It’s November. Time to get a draft prepared. . .
On this Transgender Day of Remembrance, what memories are we here to share?
There is a list of transpeople who we know were murdered this year, the tip of an iceberg globally.
These are lives brutally cut short which are worthy of remembering. They struggled in a world where trans has long been erased. They wanted what every other human wanted, to be productive, to be loved, to be valued in the world, but they had the added burden of being what society erased, people with a heart that wasn’t standard for their body.
They lived the best life they could, but they caught the attention of someone who wanted to act out against them, of someone who wanted them erased, or maybe, they were just so much in the shadows they were in the wrong place at the wrong time.
These transpeople, working to claim a life between limited expectations and great possibilities, got in the path of violence and were slaughtered. Their life was taken from them, their story brutally ended.
We remember these transpeople whose voices were stilled this year by raising our voices so their names can still inhabit the world we share. By saying their names out loud, we offer honor upon them, proclaiming them as another human, worthy of dignity and remembrance.
These are the names we read with dignity and ceremony this year. But like any year, there are many many transpeople who also suffered and died in darkness, away from any remembrance.

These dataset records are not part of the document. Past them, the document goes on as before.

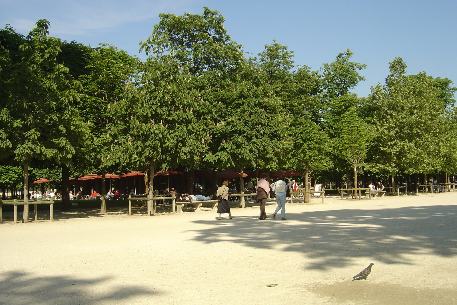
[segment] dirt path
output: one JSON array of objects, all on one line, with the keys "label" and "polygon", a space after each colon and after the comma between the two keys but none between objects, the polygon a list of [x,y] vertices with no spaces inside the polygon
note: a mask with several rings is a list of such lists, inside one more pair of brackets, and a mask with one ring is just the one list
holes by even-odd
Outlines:
[{"label": "dirt path", "polygon": [[319,200],[1,224],[0,304],[457,304],[457,193]]}]

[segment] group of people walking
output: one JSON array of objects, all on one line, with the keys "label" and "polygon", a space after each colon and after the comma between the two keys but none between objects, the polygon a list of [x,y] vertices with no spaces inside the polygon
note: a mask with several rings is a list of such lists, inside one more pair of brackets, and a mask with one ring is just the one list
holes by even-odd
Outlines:
[{"label": "group of people walking", "polygon": [[[257,198],[260,203],[260,217],[259,219],[263,220],[268,218],[265,211],[266,204],[266,199],[268,198],[268,193],[270,192],[270,183],[265,180],[266,174],[262,173],[260,175],[260,180],[257,182],[256,187],[256,193],[257,194]],[[285,182],[285,177],[284,175],[279,177],[279,179],[273,184],[273,191],[275,193],[276,202],[277,206],[275,209],[272,216],[274,219],[276,219],[276,215],[281,210],[281,217],[282,220],[286,220],[286,196],[288,189],[287,183]],[[218,205],[218,213],[219,217],[218,220],[222,220],[221,214],[228,213],[230,219],[234,218],[232,215],[230,211],[230,205],[228,204],[228,182],[225,181],[222,183],[222,186],[218,189],[216,196],[219,200],[219,204]]]}]

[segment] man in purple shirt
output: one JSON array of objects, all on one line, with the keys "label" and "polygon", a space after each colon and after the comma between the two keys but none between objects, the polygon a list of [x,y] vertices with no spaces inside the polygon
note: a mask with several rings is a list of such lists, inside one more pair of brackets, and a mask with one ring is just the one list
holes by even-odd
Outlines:
[{"label": "man in purple shirt", "polygon": [[266,203],[266,198],[268,198],[268,193],[270,192],[270,185],[265,178],[266,178],[266,174],[262,173],[260,175],[260,179],[257,182],[257,186],[256,188],[256,193],[257,193],[257,198],[260,203],[260,218],[259,219],[262,220],[268,218],[268,216],[265,213],[265,205]]}]

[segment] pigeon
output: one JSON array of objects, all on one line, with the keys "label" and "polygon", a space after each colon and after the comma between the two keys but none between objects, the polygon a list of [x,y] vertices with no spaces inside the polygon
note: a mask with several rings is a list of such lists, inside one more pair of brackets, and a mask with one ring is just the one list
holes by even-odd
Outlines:
[{"label": "pigeon", "polygon": [[370,263],[370,265],[369,266],[368,266],[368,267],[367,267],[363,270],[361,271],[360,273],[359,273],[359,274],[354,276],[353,278],[362,278],[362,277],[367,278],[368,276],[368,274],[369,274],[371,272],[371,266],[373,266],[373,265],[374,265],[374,264],[373,264],[372,262]]}]

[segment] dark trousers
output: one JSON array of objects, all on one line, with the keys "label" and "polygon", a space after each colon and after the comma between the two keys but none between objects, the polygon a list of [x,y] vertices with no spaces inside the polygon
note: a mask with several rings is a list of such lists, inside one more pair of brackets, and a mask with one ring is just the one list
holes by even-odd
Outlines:
[{"label": "dark trousers", "polygon": [[266,198],[259,198],[260,203],[260,219],[266,218],[266,213],[265,213],[265,205],[266,204]]},{"label": "dark trousers", "polygon": [[266,213],[265,213],[265,205],[266,204],[266,198],[268,196],[266,192],[261,187],[257,188],[257,199],[260,203],[260,219],[266,218]]}]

For transpeople who took their own lives, this year, we remember them. They saw a world that looked bleak and cold, saw struggle they feared was beyond them, without hope of meaningful change. They saw the fight ahead of them and felt crushed by it, so they found a way to end their suffering.
They stepped in front of traffic, they took too many pills, they cut at themselves, or did anything they could think of to avoid the doom and gloom that they were told that a trans life promised. They just decided that they couldn’t take it anymore.
For transpeople who work so hard everyday to kill off their own nature, we remember them. They deny, play small, hide and die a little bit to try and keep their own bold and brave hearts hidden, working to fit into a world where they have been taught that they don’t belong.
Somewhere inside, they know people see them as an abomination, a crime against god, a deluded liar, a freak or a pervert. Over their lifetime, they have taken these lessons in so that they know their sickness more than they know their own lovely power, know their brokenness more than they know their tender humanity.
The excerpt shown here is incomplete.